Impact of aging on the SEU immunity of FinFET-based embedded memory systems

Abstract

Due to the rapid technology evolution, embedded computing systems have become a pervasive part of daily life, used for tasks ranging from cost-driven edge computing in the Internet of Things (IoT), up to high-end critical applications (such as aerospace and defense). However, no matter which electronic system the memories are embedded in, they tend to occupy up to 90 % of the total area of the silicon wafer. On the other hand, accelerated aging (bias-temperature instability: BTI) due to technology scaling has become a major factor in degrading memory immunity to transient faults (single-event upsets: SEUs).
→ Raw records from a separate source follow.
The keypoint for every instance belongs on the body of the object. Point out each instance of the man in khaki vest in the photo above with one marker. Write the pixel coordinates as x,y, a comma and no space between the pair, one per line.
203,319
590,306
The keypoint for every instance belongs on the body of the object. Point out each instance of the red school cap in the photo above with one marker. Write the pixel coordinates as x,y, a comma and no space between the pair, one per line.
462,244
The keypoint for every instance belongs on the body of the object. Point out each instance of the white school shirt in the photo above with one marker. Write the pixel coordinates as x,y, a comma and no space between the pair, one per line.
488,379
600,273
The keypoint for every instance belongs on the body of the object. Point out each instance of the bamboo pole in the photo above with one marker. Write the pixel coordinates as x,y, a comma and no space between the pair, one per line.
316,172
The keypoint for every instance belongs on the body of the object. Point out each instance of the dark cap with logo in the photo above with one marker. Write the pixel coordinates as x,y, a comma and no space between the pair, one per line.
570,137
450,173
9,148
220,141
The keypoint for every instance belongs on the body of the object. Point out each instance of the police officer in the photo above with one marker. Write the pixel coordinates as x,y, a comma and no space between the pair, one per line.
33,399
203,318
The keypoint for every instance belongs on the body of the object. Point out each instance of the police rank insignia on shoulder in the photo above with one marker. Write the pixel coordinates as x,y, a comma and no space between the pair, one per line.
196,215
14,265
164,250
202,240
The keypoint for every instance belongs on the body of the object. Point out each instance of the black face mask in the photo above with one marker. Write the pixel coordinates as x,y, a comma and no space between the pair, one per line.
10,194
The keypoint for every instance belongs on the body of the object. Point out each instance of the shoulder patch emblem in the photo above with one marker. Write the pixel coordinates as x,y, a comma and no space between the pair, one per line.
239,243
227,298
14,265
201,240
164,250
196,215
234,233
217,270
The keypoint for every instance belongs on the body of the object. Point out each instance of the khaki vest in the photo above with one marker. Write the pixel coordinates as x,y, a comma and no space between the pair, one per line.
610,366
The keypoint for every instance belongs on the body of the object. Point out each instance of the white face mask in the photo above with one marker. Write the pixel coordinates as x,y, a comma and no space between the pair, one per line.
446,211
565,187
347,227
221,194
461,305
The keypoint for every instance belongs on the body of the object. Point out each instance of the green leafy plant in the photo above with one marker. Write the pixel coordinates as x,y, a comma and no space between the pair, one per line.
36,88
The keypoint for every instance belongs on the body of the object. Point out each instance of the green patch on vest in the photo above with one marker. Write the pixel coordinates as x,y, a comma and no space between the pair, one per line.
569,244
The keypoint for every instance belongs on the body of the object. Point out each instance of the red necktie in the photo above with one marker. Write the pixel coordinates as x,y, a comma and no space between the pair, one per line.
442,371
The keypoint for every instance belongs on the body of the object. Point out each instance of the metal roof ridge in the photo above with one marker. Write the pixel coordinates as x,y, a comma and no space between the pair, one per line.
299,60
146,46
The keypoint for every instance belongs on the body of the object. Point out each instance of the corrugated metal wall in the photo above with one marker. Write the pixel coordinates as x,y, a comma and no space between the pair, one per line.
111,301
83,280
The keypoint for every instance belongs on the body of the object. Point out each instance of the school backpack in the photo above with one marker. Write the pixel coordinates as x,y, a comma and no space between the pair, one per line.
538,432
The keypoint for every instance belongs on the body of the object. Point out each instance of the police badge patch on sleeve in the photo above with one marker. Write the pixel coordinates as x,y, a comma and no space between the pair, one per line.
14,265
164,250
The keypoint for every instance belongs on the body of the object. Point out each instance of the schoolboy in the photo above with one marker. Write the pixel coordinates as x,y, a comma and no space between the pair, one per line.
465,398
In this scenario, memory reliability concerns have been brought to the forefront. In the light of the above mentioned, this paper analyses the impact of aging on the SEU immunity of 14 nm FinFET SRAM cell-based embedded memory systems. Experimental results based on HSpice simulations have shown that under certain operating conditions, for 10-year life span, the 6 T SRAM cell SEU immunity can degrade by 58.9 % with respect to the fresh cell (not aged). Moreover, cell aging is strongly dependent on parameters like the temperature in which the cell is operating, as well as the frequency by which the content stored in the cell is inverted during its lifetime. A 256MByte memory system was designed. Simulations indicate that the Mean Time Between Failures (MTBF) of this memory system can degrade up to 23.4 % after a period of 10 years.